Edge AI Intelligent Traffic System


Team: Boddu Amarnath, Utkarsh Vats, Rohan Kumar Biswal
Code: GitHub Repository

A dual-camera (triple nicla vision) edge AI system for real-time vehicle detection, speed estimation, siren detection, and traffic safety analytics — deployed on Arduino Nicla Vision + Raspberry Pi.

1. Problem Statement, Motivation & Objectives


Urban traffic monitoring remains a critical unsolved challenge in modern cities. Conventional systems rely on fixed-timer signals and cloud-dependent video analytics that introduce unacceptable latency, raise serious privacy concerns, and demand expensive infrastructure. As traffic density grows, the inability to respond in real time to congestion, dangerous tailgating, sudden braking, or emergency vehicle presence leads to accidents, gridlock, and wasted emergency response time. There is a clear need for a low-cost, privacy-preserving, low-latency solution that can be embedded directly at the traffic edge.

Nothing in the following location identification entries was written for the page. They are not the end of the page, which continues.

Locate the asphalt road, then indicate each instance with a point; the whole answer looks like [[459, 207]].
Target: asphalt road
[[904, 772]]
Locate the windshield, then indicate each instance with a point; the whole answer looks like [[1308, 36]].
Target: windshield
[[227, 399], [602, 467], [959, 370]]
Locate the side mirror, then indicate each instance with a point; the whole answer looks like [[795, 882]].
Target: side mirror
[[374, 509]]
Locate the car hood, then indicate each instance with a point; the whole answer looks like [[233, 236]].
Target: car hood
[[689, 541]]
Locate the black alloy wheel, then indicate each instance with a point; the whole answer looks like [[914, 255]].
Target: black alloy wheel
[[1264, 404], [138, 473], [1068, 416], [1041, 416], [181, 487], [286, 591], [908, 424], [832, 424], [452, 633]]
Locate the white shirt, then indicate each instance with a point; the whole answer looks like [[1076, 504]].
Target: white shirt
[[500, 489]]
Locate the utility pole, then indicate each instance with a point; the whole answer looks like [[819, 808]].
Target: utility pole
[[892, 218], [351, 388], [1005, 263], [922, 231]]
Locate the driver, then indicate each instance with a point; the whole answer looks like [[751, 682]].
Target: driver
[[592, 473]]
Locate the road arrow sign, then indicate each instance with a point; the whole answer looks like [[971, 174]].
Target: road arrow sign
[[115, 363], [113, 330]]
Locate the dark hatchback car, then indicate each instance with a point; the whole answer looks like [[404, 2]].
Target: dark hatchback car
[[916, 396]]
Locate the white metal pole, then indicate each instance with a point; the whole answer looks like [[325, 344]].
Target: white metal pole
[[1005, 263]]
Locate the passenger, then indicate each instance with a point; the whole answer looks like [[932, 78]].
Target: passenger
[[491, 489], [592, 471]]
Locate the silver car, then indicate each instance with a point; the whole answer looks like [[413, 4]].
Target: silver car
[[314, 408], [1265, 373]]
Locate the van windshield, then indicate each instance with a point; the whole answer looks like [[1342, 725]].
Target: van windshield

Edge AI addresses this by moving inference onto the device itself — eliminating round-trip cloud latency, keeping raw video local, and enabling real-time reaction within milliseconds. This project builds a fully self-contained intelligent traffic system using three Arduino Nicla Vision cameras (one FRONT-facing, one REAR-facing, one at top for audio) mounted on or near a vehicle, with a Raspberry Pi as the edge inference hub. The system detects, classifies, and tracks surrounding vehicles; estimates their absolute and ego-compensated relative speeds; detects emergency sirens acoustically; and produces a live risk dashboard — all without cloud connectivity.

Key project objectives:

  • Deploy a compressed YOLOv11n model (quantization-aware training + pruning) on a Raspberry Pi for real-time multi-class vehicle detection.
  • Stream live MJPEG video with embedded IMU speed metadata from dual Arduino Nicla Vision cameras over WiFi to the edge processor.
  • Implement ego-motion-compensated vehicle speed estimation using Lucas-Kanade optical flow and IMU accelerometer data from the Nicla Vision.
  • Detect emergency sirens in real time using FFT-based audio analysis on the Nicla Vision’s onboard microphone, with wail-pattern validation.
  • Produce structured traffic safety analytics (congestion detection, tailgating alerts, braking detection, composite risk scoring) visualized on a live OpenCV dashboard.

2. Proposed Solution


The system consists of three Arduino Nicla Vision and two are used for cameras (FRONT and REAR roles) connected over WiFi to a Raspberry Pi. Each Nicla Vision streams compressed MJPEG video over HTTP (port 8080) while simultaneously embedding real-time IMU-derived ego-vehicle speed in the HTTP response headers (X-Speed). One Nicla Vision additionally runs a dedicated siren detector using its onboard microphone and MicroPython audio library.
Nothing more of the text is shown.